Sarwat I Chaudhry MD
Associate Professor of Medicine (General Medicine); Principal Investigator (SILVER-AMI Study)
Heart failure; Geriatric Conditions; Functional Disability; Quality of Life; Remote Monitoring; End of Life Issues
Dr. Chaudhry’s research is directed toward improving outcomes in older patients with heart failure. She is currently funded by the NIH to conduct studies to determine the prognostic importance of geriatric conditions in patients with heart failure. She also has an interest in remote monitoring systems in heart failure.
Extensive Research Description
In addition to her role as Director of the Academic Hospitalist Program at the Yale University School of Medicine and Yale New Haven Hospital, Dr. Sarwat Chaudhry is an accomplished outcomes researcher who has earned National and University honors, and authored numerous peer-reviewed publications. She is Principle Investigator for NIH-funded, large-scale studies focused on improving outcomes in hospitalized patients, and is one of the few investigators in the country to focus her research on older patients hospitalized for cardiovascular disease.

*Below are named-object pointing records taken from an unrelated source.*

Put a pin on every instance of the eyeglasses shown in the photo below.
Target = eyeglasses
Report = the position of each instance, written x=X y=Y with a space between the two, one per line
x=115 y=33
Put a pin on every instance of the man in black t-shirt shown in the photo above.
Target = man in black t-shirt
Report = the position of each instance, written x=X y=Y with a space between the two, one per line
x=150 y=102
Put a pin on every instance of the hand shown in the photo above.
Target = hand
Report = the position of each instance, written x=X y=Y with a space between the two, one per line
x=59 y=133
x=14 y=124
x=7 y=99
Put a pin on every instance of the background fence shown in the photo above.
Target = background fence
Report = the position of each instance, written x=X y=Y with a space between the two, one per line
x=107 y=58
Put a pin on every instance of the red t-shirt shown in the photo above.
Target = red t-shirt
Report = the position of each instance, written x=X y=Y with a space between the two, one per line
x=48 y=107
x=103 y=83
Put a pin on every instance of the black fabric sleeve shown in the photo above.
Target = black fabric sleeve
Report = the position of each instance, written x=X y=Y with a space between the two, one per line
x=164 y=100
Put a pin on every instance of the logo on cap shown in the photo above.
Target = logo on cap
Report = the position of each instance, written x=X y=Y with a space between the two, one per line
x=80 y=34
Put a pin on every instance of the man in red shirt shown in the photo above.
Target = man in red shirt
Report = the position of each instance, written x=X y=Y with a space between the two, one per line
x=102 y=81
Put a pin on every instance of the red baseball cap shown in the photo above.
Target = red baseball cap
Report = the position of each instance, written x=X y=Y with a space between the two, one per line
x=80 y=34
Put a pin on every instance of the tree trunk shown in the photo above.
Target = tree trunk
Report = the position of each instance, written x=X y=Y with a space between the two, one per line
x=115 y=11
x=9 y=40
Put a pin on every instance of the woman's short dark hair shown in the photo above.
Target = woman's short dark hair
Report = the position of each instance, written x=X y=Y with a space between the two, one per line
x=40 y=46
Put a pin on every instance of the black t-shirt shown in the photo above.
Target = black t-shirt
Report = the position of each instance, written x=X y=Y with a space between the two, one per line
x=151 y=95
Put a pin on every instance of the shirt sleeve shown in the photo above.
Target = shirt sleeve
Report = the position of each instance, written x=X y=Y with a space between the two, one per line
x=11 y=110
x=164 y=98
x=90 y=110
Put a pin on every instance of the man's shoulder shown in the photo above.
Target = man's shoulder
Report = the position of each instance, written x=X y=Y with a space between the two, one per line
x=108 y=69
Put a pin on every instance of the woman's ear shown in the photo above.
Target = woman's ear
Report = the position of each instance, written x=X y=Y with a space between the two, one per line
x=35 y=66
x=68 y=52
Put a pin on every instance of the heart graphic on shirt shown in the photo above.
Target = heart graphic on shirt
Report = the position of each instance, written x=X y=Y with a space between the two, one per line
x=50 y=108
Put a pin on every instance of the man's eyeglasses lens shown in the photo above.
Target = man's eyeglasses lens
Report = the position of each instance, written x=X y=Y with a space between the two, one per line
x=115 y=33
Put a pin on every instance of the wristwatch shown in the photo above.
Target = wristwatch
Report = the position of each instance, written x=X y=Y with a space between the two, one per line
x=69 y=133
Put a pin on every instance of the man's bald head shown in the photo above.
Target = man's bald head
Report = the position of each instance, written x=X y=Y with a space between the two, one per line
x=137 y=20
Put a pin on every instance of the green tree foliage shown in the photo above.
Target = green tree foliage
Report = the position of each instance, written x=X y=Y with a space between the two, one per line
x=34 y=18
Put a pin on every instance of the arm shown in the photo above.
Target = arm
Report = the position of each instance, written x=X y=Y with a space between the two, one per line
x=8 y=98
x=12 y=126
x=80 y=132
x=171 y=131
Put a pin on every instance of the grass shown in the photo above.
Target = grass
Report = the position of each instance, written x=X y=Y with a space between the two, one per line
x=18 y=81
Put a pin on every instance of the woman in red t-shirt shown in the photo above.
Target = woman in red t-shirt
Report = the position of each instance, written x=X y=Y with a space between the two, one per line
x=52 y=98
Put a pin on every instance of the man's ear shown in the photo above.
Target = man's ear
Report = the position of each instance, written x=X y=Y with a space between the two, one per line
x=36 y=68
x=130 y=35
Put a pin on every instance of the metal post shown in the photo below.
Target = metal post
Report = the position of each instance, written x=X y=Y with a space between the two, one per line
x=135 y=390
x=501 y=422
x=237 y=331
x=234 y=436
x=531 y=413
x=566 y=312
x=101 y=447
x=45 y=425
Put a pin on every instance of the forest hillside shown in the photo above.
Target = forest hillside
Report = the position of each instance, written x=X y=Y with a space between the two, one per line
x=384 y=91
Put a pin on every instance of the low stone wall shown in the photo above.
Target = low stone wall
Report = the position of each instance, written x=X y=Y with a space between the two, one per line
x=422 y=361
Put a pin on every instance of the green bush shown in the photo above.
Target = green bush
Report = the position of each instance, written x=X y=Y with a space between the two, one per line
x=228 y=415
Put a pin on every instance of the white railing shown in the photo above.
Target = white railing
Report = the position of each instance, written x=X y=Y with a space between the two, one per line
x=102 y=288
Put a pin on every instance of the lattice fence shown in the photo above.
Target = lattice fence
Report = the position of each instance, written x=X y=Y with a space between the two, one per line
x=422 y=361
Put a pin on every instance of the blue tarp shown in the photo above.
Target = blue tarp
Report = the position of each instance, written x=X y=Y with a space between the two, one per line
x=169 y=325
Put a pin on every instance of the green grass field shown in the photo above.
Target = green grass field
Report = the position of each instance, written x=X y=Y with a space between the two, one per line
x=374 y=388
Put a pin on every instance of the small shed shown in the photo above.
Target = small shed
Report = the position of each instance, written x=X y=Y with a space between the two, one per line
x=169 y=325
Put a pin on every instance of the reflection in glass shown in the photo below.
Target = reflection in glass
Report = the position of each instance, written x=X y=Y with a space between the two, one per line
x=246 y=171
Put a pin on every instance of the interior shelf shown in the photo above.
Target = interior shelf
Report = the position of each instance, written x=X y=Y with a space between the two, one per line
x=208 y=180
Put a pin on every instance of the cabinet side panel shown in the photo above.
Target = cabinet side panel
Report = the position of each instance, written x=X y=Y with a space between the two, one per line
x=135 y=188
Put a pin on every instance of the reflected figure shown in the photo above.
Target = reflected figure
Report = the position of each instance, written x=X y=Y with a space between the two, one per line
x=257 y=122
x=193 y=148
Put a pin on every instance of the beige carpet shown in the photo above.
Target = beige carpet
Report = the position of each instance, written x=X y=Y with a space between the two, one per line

In 2012, she was awarded R01 funding from NIH / NHLBI to develop and validate risk stratification models for older patients hospitalized with acute myocardial infarction (“SILVER-AMI”). This study is currently underway, and integrates principles from both geriatrics and cardiology to develop post-AMI risk models specifically designed for patients 75 years of age and older. Her team established a recruitment network of nearly 100 cardiology practices across the country, consisting primarily of community based groups, who will enroll 3000 participants.
Her PRosPECt-HF trial (“PRimary PalliativE Care for Heart Failure), recently funded by the National Palliative Care Research Center, seeks to integrate palliative care into heart failure management. This study was inspired by her previous research where she served as Director of Science in the largest clinical trial to date of remote symptom monitoring for patients with heart failure. “Telemonitoring in Patients with Heart Failure,” tracked symptoms and weight of patients recently discharged after hospitalization for heart failure to determine the value of daily symptom monitoring to avert readmissions. Results delivered a clear verdict that telemonitoring during this transition-of-care period did not, in fact, improve readmission or mortality. This work also initiated a much-needed investigation into the high burden of symptoms suffered by heart failure patients following hospitalization.
Dr. Chaudhry’s expertise in clinical study design and patient interventions, and her experience with establishing nation-wide recruitment networks, makes her an excellent teacher. She has mentored numerous junior faculty members, Internal Medicine residents, as well as students from the School of Medicine and Nursing interested in exploring clinical research.